Health Information Compliance Alert

Published on Sat Nov 28, 2009 PDF

Your tech team must ask these questions before doling out users' passwords.

Your shoddy authentication procedures could allow data thieves to make off with your patients' data -- especially when providing password support to offsite employees. Provide your tech team with these pointers to ensure they properly verify all users before handing out sensitive information.

Your technology staff member may recognize a remote user's name or voice and be tempted to skip over your authentication procedures. You must impress upon all staffers the importance of verifying each and every caller before giving them any password information, says Frank Ruelas, director, corporate compliance with Gila River Health System in Sacaton, AZ.

Experts offer these field-tested examples as possible security questions for your staff members:

"We used to ask for the last four digits of users' Social Security numbers," says Michael Gagnon, director of infrastructure and chief security officer at Fletcher Allen Health Care in Burlington, VT.

With the increased focus on security, Gagnon now assigns his users a Personal Identification Number to use instead of the Social Security number, he says. You should ask for at least two forms of identification to make it more difficult for data thieves to hack into your system.

Try these other methods of identification: Hire date, home telephone number, number of years employed or badge number.

Good idea: Note in your policy what type of ID you'll require so that remote users can be prepared with answers.

Watch out: Crooks can easily obtain employee information through social engineering, Gagnon warns.
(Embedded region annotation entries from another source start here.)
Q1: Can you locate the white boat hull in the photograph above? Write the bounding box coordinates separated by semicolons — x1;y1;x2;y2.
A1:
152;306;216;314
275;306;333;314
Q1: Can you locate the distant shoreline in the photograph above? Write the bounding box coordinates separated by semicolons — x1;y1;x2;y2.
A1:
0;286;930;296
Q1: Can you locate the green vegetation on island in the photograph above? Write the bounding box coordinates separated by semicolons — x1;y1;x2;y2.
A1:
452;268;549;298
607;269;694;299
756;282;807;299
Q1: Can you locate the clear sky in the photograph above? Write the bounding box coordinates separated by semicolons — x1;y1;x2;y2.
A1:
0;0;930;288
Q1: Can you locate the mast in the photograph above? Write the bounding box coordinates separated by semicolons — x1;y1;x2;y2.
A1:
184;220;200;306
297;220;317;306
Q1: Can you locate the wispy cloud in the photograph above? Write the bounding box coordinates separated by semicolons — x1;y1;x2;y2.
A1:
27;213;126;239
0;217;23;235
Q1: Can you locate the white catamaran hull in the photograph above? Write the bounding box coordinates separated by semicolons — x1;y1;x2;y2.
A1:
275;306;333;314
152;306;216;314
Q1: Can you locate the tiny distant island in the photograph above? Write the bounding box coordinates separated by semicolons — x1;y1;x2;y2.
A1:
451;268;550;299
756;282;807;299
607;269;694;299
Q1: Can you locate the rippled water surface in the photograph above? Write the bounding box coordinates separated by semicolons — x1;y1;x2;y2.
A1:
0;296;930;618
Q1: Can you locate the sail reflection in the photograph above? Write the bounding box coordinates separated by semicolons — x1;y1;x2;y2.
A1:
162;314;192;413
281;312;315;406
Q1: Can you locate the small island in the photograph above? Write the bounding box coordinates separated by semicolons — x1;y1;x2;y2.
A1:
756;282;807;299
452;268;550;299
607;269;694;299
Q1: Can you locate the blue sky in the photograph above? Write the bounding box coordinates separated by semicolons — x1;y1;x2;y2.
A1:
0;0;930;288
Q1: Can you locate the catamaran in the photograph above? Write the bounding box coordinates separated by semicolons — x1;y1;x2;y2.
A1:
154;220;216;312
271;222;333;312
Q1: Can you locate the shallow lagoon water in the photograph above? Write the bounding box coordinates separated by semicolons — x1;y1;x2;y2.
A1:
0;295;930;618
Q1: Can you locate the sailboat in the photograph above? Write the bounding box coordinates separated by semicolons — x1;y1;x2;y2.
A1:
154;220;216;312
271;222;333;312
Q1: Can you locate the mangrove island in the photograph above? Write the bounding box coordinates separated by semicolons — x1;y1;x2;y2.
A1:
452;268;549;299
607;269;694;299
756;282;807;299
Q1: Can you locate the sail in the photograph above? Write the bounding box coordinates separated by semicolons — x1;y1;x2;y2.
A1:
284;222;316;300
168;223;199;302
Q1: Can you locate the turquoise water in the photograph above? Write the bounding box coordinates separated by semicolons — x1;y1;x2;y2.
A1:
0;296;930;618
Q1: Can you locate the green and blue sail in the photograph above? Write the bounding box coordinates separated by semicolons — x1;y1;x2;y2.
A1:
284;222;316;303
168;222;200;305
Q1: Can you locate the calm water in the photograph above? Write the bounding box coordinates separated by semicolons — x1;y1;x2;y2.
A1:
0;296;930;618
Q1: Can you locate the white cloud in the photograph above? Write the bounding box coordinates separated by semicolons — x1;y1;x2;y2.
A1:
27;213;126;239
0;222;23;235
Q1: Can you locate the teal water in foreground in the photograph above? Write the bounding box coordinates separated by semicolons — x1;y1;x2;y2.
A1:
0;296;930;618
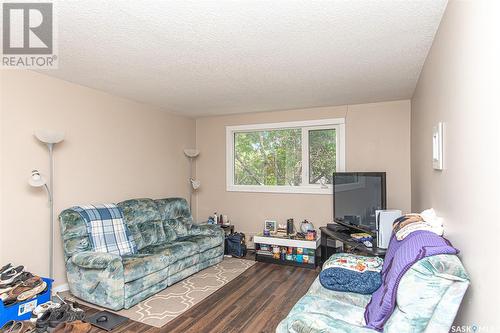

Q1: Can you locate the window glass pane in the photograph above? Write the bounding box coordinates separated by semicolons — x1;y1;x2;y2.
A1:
234;129;302;186
309;129;337;184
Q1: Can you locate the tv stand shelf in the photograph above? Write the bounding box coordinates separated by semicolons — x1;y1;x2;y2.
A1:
319;227;387;263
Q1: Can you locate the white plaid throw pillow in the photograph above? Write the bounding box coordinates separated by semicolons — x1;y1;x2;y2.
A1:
73;204;137;256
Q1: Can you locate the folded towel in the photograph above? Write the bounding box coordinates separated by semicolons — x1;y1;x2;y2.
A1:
393;208;444;240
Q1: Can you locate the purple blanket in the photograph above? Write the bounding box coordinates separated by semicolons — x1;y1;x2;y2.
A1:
365;230;458;331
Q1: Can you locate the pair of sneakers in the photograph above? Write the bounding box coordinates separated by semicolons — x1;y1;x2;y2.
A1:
0;276;47;306
35;303;85;333
0;263;24;288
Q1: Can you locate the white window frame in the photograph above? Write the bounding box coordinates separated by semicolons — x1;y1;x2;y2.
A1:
226;118;345;194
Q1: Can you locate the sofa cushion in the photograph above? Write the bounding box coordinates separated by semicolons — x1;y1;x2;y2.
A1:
307;278;371;308
180;235;221;252
155;198;193;237
140;241;199;262
163;218;189;238
288;294;365;327
122;254;175;283
59;209;92;260
117;199;166;250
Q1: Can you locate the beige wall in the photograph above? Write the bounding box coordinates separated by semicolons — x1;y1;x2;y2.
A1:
0;70;195;284
411;1;500;326
196;101;410;243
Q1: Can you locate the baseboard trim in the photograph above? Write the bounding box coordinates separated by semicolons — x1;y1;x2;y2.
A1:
52;283;69;293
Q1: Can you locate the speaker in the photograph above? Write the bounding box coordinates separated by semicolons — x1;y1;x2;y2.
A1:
375;209;403;249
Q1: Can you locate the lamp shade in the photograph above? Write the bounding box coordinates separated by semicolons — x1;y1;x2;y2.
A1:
28;170;47;187
35;129;64;144
184;149;200;158
191;179;201;190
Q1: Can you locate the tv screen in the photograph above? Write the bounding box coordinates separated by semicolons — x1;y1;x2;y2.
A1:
333;172;386;232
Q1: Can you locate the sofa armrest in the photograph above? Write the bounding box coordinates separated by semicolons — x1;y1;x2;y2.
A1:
71;251;122;269
66;251;125;310
190;224;224;237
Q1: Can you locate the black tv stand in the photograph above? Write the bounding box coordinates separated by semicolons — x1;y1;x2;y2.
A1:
319;224;387;264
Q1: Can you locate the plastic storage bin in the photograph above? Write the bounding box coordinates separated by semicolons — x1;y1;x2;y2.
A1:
0;278;53;327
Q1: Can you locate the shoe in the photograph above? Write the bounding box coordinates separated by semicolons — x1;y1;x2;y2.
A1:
35;309;55;333
17;281;47;302
7;321;35;333
0;272;34;294
49;304;85;330
0;320;23;333
3;276;42;305
53;320;92;333
30;301;61;322
0;266;24;284
0;263;12;275
0;320;16;333
0;272;33;301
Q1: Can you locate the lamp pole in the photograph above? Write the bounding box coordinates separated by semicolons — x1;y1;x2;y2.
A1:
47;143;54;279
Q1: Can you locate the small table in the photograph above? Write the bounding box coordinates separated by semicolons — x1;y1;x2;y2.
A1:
253;234;321;269
319;227;387;264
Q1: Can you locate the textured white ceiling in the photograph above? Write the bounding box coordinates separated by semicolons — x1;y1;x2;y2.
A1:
42;0;447;116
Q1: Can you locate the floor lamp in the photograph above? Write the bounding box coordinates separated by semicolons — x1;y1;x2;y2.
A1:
29;130;64;279
184;149;201;210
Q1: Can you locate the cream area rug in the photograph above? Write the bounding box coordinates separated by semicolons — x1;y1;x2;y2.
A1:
62;257;255;328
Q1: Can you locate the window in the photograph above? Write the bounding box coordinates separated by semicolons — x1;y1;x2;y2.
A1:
226;119;344;193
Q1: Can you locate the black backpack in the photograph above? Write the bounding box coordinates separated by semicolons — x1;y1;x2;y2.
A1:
224;232;247;258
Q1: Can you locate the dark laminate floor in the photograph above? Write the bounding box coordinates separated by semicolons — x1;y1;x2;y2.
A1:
81;262;318;333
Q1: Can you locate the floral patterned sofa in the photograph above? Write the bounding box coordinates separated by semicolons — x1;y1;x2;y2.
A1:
276;254;469;333
59;198;224;310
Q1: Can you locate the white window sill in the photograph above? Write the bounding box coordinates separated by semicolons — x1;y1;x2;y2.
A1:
226;185;333;195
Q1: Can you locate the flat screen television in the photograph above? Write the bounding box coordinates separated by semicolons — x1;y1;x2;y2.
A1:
333;172;386;233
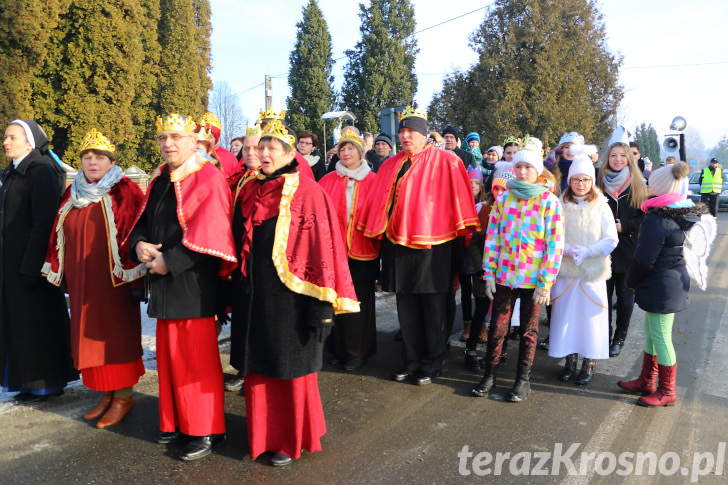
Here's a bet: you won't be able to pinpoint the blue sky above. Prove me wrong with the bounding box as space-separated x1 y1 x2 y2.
211 0 728 152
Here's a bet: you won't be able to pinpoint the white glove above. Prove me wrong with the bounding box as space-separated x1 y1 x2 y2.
533 286 551 306
485 280 495 300
566 246 579 259
574 246 594 266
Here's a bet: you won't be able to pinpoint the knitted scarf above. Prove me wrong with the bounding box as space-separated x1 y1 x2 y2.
506 179 548 200
71 165 124 209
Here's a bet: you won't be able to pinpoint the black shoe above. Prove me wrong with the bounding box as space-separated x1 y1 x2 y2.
412 372 440 386
392 369 412 382
508 364 531 402
559 354 579 382
177 434 225 461
270 453 293 466
609 339 624 357
344 359 367 372
13 389 64 404
154 431 184 445
574 358 597 386
225 374 245 392
470 364 497 397
538 337 549 350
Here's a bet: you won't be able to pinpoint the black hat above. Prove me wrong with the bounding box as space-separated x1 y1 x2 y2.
442 125 460 139
374 133 394 148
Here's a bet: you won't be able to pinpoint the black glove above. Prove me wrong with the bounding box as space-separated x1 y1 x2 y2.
129 289 149 303
311 322 334 343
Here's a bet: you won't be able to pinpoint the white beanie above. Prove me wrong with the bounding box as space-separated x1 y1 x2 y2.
485 145 503 160
566 153 595 184
559 131 584 145
513 136 543 175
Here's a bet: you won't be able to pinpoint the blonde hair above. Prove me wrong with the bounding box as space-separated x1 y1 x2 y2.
597 142 649 209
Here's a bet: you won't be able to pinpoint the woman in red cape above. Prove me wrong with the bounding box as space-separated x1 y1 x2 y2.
43 130 146 428
319 131 379 371
233 120 359 466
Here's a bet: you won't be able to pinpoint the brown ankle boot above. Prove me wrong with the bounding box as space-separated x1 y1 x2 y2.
96 396 134 428
83 391 114 421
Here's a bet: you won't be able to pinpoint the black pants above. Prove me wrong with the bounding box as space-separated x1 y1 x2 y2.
700 194 720 217
397 293 450 377
607 273 634 342
465 296 490 350
458 274 473 322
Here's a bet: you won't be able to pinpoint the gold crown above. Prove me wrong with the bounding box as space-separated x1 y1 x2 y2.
399 106 427 121
245 123 263 136
261 119 296 148
197 111 222 130
339 130 364 148
260 108 286 121
79 129 116 153
503 135 528 146
157 113 195 133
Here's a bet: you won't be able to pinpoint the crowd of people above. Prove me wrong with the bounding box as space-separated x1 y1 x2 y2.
0 108 722 466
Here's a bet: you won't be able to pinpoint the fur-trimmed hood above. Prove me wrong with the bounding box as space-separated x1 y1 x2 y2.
647 205 708 231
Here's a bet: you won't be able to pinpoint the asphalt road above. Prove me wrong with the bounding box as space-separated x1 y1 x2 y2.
0 213 728 484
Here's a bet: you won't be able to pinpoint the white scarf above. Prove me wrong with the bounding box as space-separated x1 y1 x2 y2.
336 160 372 225
71 165 124 209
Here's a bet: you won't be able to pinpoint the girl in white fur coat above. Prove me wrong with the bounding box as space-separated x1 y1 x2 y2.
549 154 617 386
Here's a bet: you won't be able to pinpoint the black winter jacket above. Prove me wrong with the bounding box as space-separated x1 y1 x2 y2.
604 186 645 274
627 202 707 314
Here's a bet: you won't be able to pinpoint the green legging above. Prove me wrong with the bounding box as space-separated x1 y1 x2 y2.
645 312 677 366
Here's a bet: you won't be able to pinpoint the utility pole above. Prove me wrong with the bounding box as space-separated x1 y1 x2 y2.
265 74 273 111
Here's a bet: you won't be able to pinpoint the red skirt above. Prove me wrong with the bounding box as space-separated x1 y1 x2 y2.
244 372 326 460
81 357 144 391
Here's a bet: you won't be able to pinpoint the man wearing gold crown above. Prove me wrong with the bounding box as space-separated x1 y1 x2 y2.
42 130 146 428
129 114 236 460
357 108 480 385
232 119 359 466
195 111 240 177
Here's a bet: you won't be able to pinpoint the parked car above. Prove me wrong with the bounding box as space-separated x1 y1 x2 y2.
688 169 728 209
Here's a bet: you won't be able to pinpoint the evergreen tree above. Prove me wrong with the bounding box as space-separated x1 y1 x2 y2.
634 123 660 164
429 0 623 146
341 0 419 132
286 0 334 146
129 0 162 174
0 0 70 127
155 0 212 116
32 0 144 167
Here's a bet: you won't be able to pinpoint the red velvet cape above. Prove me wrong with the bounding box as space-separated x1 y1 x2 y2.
126 154 237 276
235 172 359 314
42 176 147 286
319 172 380 261
357 145 480 249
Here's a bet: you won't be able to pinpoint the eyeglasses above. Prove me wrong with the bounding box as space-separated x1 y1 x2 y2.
157 133 195 142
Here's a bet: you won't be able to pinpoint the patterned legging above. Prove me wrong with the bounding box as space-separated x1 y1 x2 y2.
486 285 541 366
645 312 677 366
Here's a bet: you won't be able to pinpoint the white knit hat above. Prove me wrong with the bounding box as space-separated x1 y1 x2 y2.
559 131 584 145
567 153 595 184
485 145 503 160
513 136 543 175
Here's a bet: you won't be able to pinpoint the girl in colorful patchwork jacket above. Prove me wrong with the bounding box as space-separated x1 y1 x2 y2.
472 137 564 402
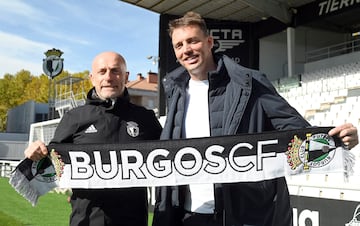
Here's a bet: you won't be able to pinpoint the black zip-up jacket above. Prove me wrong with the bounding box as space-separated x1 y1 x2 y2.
153 55 310 226
51 89 161 226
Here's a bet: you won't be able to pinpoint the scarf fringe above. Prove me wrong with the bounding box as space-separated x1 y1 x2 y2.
343 147 356 182
9 169 40 206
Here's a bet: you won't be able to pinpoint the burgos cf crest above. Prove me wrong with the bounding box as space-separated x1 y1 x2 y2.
31 157 56 183
43 48 64 79
285 133 336 171
126 121 139 137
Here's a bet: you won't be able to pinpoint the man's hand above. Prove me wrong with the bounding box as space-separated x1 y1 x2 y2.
329 123 359 149
24 140 48 161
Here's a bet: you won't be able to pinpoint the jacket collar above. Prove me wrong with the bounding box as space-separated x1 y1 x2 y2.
86 87 130 110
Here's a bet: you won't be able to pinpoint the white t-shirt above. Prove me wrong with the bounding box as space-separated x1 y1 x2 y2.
182 79 215 213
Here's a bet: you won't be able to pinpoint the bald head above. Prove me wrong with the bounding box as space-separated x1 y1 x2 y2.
90 51 128 99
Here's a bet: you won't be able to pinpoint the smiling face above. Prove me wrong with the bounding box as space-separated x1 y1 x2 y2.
171 25 215 80
90 52 128 100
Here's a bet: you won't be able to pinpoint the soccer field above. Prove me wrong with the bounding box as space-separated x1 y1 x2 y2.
0 177 152 226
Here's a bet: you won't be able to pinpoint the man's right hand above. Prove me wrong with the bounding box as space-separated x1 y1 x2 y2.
24 140 48 161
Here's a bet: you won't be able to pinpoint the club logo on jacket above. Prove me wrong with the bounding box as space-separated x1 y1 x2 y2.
126 121 139 137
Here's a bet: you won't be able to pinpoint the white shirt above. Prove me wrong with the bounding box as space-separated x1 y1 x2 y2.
182 79 215 213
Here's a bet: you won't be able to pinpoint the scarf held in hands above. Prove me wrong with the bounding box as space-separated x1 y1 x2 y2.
10 127 354 205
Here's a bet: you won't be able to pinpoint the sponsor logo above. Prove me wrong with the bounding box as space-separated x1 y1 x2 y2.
319 0 360 16
209 29 245 52
345 204 360 226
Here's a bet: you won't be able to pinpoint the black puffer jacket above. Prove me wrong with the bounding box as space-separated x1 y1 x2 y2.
153 55 310 226
52 89 161 226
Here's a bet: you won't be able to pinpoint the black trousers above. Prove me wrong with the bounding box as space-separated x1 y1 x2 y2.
183 212 223 226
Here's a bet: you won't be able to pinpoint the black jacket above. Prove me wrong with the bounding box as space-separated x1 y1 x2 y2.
153 55 310 226
51 89 161 226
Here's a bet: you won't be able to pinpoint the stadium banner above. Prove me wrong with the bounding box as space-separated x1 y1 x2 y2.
290 195 360 226
10 127 354 205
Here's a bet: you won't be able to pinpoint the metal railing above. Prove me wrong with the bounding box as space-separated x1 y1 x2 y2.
306 38 360 63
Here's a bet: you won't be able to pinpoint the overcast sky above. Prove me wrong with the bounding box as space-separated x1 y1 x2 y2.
0 0 159 80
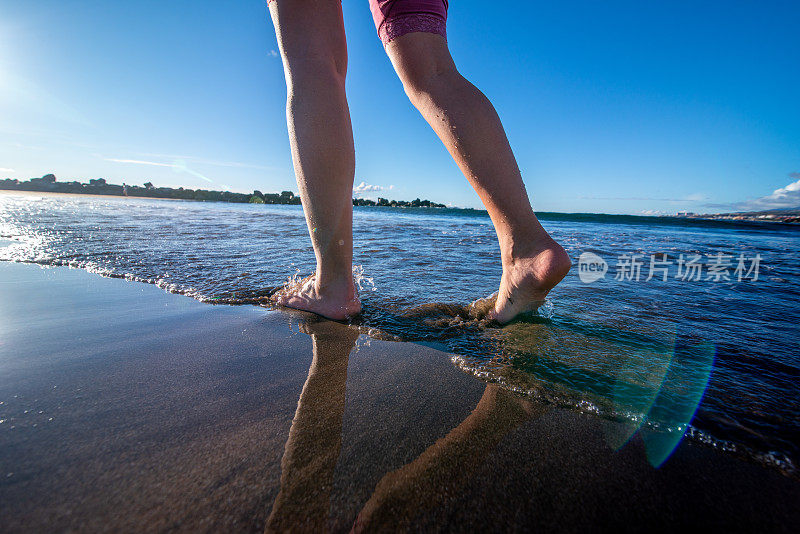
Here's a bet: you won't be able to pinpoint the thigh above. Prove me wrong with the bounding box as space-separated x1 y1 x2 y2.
269 0 347 70
369 0 448 45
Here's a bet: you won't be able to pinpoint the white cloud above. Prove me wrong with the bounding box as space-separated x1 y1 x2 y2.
712 172 800 211
102 158 214 184
353 182 385 197
103 158 177 168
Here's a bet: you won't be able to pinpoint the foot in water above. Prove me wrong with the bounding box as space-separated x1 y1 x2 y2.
490 239 572 324
271 274 361 321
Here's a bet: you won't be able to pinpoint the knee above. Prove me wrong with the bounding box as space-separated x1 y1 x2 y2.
284 53 347 93
400 66 461 109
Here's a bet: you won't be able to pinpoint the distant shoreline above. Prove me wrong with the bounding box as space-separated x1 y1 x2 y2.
0 174 447 208
0 175 800 226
If your user produced two pieces of commonly hijacked information -- such as a Social Security number and a department telephone number -- you should request a further method of authentication.

If you have any doubts about a caller's authenticity, ask them a site-specific question, Gagnon suggests.

The best question? "A tricky one, such as, 'How is Dr. O'Brien doing?' when there is no Dr. O'Brien at that site," he offers.

You can also ask about a personnel type if you know there is no need for those staffers at the site -- such as asking someone claiming to be a home user about lab techs or asking a home health worker about visiting physicians.

You can also ask the caller to pinpoint a file they modified or an e-mail they sent in the past 24 hours, Ruelas advises. "It's rare that a hacker would notice these types of small details," he explains.

Call Users Back With Answers

If the remote user correctly answers your authentication questions, your tech staffer can reset her password and share the new information with her. But don't do it all in one phone call. "Contact the user through a telephone number you can verify, such as her cell phone or pager number," Ruelas recommends.

Important: Configure your system to accept the temporary password only once. Then set up a continuous loop that forces the user to create a unique, strong password that no one else knows.

The bottom line: Your offsite employees will inevitably forget their passwords or enter them incorrectly enough times to cause your system to lock down their accounts. By coaching your staffers on how to handle legitimate callers, you'll stand a better chance of weeding out any criminals trying to steal your patients' PHI.